You can spread your beliefs if you want, but the pictures are completely inappropriate for small children to see. Lots of children found your flyers you passed out in Blacklick today and several have contacted the sheriff’s office about it. You are affecting the children that we chose not to abort with your anti-abortion messages. – Alisa Goins, posted on Created Equal’s Facebook timeline, 6-7-2016
Day Two saw Justice Riders raising the profile of abortion victims with Created Equal’s Operation Overpass and Killers Among Us projects. The former included large banners displayed over multiple overpasses throughout Columbus, Ohio. The latter sent our team pounding the pavement to distribute flyers around the neighborhood of an abortionist, making known his vile vocation before his community.
Some residents disturbed by flyers left on their doorsteps expressed ire on our Facebook timeline. One of the threads common to nearly every raging remark? Fury that young children could see the photo of an aborted baby on the flyer.
Let’s leave aside for a moment our collective experience that children are not traumatized by photos of aborted babies—any distress we’ve observed seems to be a result of children seeing their parents’ anger in response to the pictures. What does this concern for children reveal about society? That we have a common impulse to treat younger humans with greater care and protection.
Why are we more enraged to hear of a father abusing his eight-year-old daughter than the same father physically assaulting his adult daughter? Isn’t it because the former is even more defenseless and needy as a result of her younger age?

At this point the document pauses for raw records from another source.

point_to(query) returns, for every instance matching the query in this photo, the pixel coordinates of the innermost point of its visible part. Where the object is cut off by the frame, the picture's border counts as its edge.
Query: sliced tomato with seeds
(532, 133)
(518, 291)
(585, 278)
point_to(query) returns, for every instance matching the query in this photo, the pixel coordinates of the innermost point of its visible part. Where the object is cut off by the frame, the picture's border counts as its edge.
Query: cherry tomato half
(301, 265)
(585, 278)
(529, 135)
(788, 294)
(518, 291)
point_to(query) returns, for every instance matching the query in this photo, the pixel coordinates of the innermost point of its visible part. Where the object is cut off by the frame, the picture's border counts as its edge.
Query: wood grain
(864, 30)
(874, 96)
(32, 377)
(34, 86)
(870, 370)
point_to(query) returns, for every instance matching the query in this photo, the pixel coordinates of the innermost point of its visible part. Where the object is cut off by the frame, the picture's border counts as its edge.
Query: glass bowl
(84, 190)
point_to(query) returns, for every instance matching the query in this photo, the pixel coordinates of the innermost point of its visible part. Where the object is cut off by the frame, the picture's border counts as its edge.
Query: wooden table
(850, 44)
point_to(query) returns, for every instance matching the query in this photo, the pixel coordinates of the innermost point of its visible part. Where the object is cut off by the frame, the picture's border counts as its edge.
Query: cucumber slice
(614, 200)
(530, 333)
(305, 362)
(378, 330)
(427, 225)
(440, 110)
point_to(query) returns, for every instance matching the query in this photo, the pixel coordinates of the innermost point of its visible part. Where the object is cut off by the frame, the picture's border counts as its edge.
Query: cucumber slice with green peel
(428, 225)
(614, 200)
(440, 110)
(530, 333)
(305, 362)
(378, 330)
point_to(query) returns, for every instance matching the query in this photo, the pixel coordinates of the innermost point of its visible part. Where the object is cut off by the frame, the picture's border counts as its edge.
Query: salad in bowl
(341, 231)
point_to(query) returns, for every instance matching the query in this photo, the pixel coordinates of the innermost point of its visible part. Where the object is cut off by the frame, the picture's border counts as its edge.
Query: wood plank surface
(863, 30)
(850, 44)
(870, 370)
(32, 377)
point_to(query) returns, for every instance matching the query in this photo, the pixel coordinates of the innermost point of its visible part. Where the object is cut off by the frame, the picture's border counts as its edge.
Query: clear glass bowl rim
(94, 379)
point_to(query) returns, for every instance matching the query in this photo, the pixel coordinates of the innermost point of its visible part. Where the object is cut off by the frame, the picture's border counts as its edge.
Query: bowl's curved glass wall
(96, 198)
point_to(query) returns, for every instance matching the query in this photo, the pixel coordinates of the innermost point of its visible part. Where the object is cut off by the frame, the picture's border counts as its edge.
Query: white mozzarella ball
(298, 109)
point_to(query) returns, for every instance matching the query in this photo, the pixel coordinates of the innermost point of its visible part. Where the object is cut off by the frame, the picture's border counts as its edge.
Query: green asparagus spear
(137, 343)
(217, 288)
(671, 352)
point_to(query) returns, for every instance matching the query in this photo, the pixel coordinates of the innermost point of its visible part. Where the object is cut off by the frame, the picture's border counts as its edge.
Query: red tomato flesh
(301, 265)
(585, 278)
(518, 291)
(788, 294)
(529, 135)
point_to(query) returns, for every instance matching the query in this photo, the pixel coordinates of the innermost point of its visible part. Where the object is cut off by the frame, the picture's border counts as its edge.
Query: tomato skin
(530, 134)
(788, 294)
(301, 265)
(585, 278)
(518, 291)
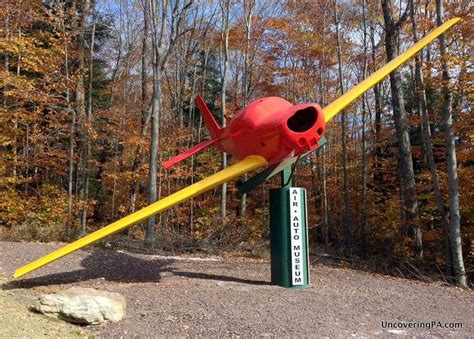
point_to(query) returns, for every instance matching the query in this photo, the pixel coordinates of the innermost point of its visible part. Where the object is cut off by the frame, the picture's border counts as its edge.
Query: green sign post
(289, 235)
(288, 224)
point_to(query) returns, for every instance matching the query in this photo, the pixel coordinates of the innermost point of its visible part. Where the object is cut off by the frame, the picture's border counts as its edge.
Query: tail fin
(213, 128)
(180, 157)
(209, 120)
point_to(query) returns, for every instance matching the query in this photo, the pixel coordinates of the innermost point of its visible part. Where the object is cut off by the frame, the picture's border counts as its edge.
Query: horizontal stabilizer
(180, 157)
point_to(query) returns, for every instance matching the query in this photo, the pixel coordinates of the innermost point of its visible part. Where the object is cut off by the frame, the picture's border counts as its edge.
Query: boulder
(82, 306)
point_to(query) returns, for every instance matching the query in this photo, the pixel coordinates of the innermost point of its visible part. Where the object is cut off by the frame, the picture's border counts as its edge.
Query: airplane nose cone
(304, 127)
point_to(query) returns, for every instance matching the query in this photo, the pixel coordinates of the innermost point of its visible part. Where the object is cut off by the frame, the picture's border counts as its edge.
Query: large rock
(82, 305)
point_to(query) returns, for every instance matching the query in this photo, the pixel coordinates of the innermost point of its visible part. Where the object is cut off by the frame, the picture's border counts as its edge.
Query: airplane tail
(212, 126)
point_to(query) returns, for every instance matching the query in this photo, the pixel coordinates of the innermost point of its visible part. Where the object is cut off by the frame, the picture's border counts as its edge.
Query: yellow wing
(248, 164)
(340, 103)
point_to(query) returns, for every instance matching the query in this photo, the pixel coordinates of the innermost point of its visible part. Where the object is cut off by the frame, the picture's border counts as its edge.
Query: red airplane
(270, 133)
(269, 127)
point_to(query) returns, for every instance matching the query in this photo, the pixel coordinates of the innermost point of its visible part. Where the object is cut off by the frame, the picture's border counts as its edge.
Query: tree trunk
(81, 112)
(378, 116)
(347, 227)
(248, 9)
(405, 161)
(363, 191)
(224, 51)
(428, 142)
(450, 149)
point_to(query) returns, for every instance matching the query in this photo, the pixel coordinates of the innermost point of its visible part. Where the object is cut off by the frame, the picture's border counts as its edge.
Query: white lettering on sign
(296, 217)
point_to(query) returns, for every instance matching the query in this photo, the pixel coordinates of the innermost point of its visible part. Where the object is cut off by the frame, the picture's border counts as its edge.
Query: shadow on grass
(121, 267)
(102, 264)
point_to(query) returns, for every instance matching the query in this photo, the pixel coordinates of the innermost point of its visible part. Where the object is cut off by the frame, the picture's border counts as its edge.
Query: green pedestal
(289, 235)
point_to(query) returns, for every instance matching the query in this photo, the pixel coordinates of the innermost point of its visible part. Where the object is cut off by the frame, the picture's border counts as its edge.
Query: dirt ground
(226, 296)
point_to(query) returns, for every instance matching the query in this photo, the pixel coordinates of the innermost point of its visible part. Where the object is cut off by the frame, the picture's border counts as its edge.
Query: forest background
(95, 95)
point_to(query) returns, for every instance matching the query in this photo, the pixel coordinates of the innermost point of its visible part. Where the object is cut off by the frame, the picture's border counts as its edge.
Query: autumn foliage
(72, 162)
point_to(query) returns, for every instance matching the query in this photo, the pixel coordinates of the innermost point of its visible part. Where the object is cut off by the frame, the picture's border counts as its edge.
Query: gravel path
(232, 296)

Or people often ask, “You really think a pregnant twelve-year-old should be forced to carry a baby?” This, too, is telling. Why did they say “twelve-year-old” and not “thirty-five-year-old”? Because they know what we know: that the younger the human, the greater our interest in securing their protection.
We feel concern for young born children—whether they be in our homes, on the street, or under the yoke of evil men.
But who is even younger? The fifteen-week-old fetus who will be dismembered piece by piece by might of the forceps. The eight-week-old embryo whose body will be ripped apart as she’s sucked through a cannula. Shouldn’t we have at least the same concern for her?
If the livid recipients of our flyers truly have great concern for young children, why isn’t their response compassion for the baby seen on the flyer?
Consider the rest of Ms. Goins’s comment:
I do not necessarily believe in abortion either, but sometimes there are medical reasons or other good reasons it needs to be done and we don’t need to traumatize all the children that were not aborted. If you really cared about human life, then erase these images from your flyers.
Ms. Goins’s support of abortion—in spite of a tepid protest to the contrary—reveals a deeply-seated prejudice by which humans are divided into two basic categories: those worthy of our care and protection and those who are not.
Truly, we share the concern of these frustrated Blacklick residents for those who are young. But until they are willing to open their minds to the plight of children even younger than their own, we will be divided by a wall—a wall of ageism.